Downtown Asheville revives First Friday Art Walk to boost businesses
First Friday Art Walk returned as downtown’s arts district bets more gallery traffic will turn into dinners, sales and a stronger recovery after Helene.

Downtown Asheville brought back the First Friday Art Walk on Saturday, betting the monthly crawl can do more than fill gallery walls. The real test is whether the event can push visitors from window-shopping into Lexington Glassworks, nearby studios, restaurants and other small businesses, giving creative operators the evening foot traffic they have missed since the pandemic and Hurricane Helene.

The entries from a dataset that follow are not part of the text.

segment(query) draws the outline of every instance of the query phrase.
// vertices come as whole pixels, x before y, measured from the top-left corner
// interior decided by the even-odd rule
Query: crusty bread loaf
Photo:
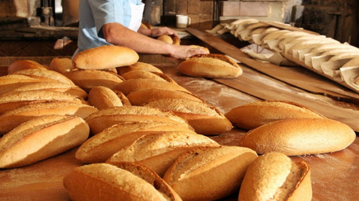
[[[151,99],[179,98],[205,102],[201,97],[191,93],[182,91],[168,90],[161,89],[147,89],[135,91],[126,97],[133,105],[143,105]]]
[[[193,56],[180,63],[177,69],[186,75],[208,78],[234,78],[242,73],[237,63],[220,54]]]
[[[120,91],[125,96],[134,91],[146,89],[162,89],[188,92],[187,89],[176,83],[152,79],[132,79],[124,80],[115,86],[113,89]]]
[[[244,176],[239,201],[310,201],[310,169],[285,155],[269,152],[251,164]]]
[[[80,87],[70,84],[60,82],[40,82],[29,84],[19,86],[12,90],[3,93],[3,95],[9,94],[19,91],[31,90],[55,91],[66,93],[72,96],[78,96],[84,99],[87,99],[88,94]]]
[[[238,192],[248,166],[258,157],[250,149],[203,147],[183,154],[163,179],[183,201],[214,201]]]
[[[101,86],[91,89],[87,101],[99,110],[123,106],[121,99],[114,91]]]
[[[150,100],[144,106],[172,111],[186,120],[197,133],[218,134],[233,127],[231,122],[217,108],[203,102],[178,98],[161,99]]]
[[[133,163],[96,163],[75,168],[63,178],[72,200],[181,201],[149,168]]]
[[[32,102],[67,101],[88,104],[83,99],[70,94],[55,91],[42,90],[19,91],[0,95],[0,114]]]
[[[153,65],[140,61],[138,61],[132,65],[118,67],[116,68],[116,69],[117,69],[118,74],[120,75],[122,75],[125,73],[135,70],[163,73],[161,70]]]
[[[169,131],[143,135],[120,150],[107,161],[134,162],[147,166],[160,176],[182,153],[203,146],[219,144],[193,131]]]
[[[0,168],[32,164],[85,142],[90,129],[80,117],[41,116],[25,122],[0,138]]]
[[[64,73],[63,75],[88,93],[95,86],[113,89],[124,80],[117,74],[97,70],[78,70]]]
[[[75,156],[85,163],[104,162],[143,135],[184,130],[193,131],[184,125],[168,122],[146,121],[118,124],[90,138],[80,147]]]
[[[174,35],[162,35],[157,37],[157,39],[170,44],[180,45],[180,38]]]
[[[59,81],[74,85],[70,79],[56,71],[46,69],[27,69],[14,73],[15,75],[23,75],[46,81]]]
[[[72,60],[68,58],[55,57],[50,63],[50,67],[53,71],[61,74],[71,71],[75,68]]]
[[[172,112],[138,106],[114,107],[100,110],[90,115],[85,120],[90,126],[91,135],[95,135],[115,124],[125,122],[151,120],[173,123],[191,127],[185,120]]]
[[[7,73],[12,74],[17,71],[26,69],[49,69],[46,66],[30,60],[21,60],[11,63],[7,67]]]
[[[23,122],[50,115],[68,115],[85,118],[98,110],[88,104],[67,101],[27,104],[0,115],[0,135],[6,134]]]
[[[282,100],[250,102],[233,108],[224,115],[233,126],[248,130],[284,119],[325,118],[299,104]]]
[[[79,52],[72,62],[80,69],[101,70],[131,65],[139,58],[137,53],[128,48],[104,45]]]
[[[287,155],[319,154],[342,150],[356,138],[347,125],[329,119],[287,119],[247,132],[240,146],[258,154],[271,151]]]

Ashleigh Hardes, Lexington Glassworks’ marketing director, said the hope is that the art walk will generate more traffic and bring people downtown for an evening centered on art. That pitch carries extra weight in a district where more than three dozen downtown businesses closed after Helene, when lack of potable water for nearly two months and a sharp drop in foot traffic put pressure on merchants even as much of the city center remained standing.

The relaunch also fits into a larger downtown strategy. Asheville Downtown Association says it has more than 450 member organizations and that its work is guided by the 2009 Asheville Downtown Master Plan. Its improvement district stretches across Broadway, Haywood Street, South Slope, The Block, Pack Square and Lower Lexington, a footprint that shows why foot traffic matters far beyond galleries. The group’s mission is to improve the experience of working, living and exploring downtown through events, advocacy and insights, and the First Friday Art Walk is being used as one more way to keep people in the district after dark.

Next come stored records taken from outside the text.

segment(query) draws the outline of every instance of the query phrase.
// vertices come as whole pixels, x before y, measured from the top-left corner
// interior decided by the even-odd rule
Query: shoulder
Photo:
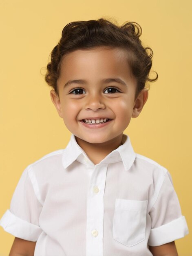
[[[62,155],[64,149],[56,150],[42,157],[27,166],[28,170],[31,169],[42,169],[46,167],[53,167],[62,164]]]
[[[168,171],[165,167],[159,163],[139,154],[136,154],[135,160],[139,166],[142,166],[142,168],[146,169],[148,171],[158,170],[159,172],[161,173],[164,175],[166,175]]]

The numbers explain why downtown leaders are leaning so hard on programming. Downtown Asheville logged 842,500 visits in January 2026, up from 802,400 in January 2025, but still below 867,000 in January 2024 and 888,900 in January 2023. February 2026 rose to 893,900 visits, including 421,500 out-of-market visitors, while the extended downtown workforce held at 15,200 and the resident population at 2,300. Asheville Downtown Association said December 2025 drew more downtown visitors than any other month that year, another sign that special events can move the needle.

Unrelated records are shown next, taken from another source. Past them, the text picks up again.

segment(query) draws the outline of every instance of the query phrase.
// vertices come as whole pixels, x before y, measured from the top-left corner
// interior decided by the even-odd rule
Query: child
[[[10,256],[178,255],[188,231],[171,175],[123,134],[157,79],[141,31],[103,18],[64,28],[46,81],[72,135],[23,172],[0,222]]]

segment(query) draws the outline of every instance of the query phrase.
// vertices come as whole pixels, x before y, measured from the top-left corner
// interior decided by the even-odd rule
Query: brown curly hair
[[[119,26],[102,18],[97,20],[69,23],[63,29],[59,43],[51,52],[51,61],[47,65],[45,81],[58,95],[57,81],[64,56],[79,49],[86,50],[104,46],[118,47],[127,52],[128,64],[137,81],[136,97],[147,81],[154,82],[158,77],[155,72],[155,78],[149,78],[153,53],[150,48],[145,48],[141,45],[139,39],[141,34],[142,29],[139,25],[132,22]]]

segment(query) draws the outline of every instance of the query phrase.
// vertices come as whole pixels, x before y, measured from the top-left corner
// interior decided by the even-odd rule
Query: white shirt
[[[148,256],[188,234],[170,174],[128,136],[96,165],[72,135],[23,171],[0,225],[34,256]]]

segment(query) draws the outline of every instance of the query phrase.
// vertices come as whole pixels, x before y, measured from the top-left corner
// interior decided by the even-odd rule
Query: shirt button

Arts money is part of the recovery picture, too. The City of Asheville reallocated $200,000 in public art funding for Helene-related support, including $150,000 for Arts Business Relief Grants and $50,000 for a campaign to spotlight local arts areas. A separate recovery pool awarded $680,000 to arts businesses, with 70% of recipients in Buncombe County and 60% in Asheville. Asheville Downtown Association’s calendar also lists a Mosaic Art Walk & Benefit for May 7, from 5 to 8 p.m., across 11 downtown galleries and creative spaces, underscoring that the relaunch is meant to become part of a steady pattern, not a one-night reset.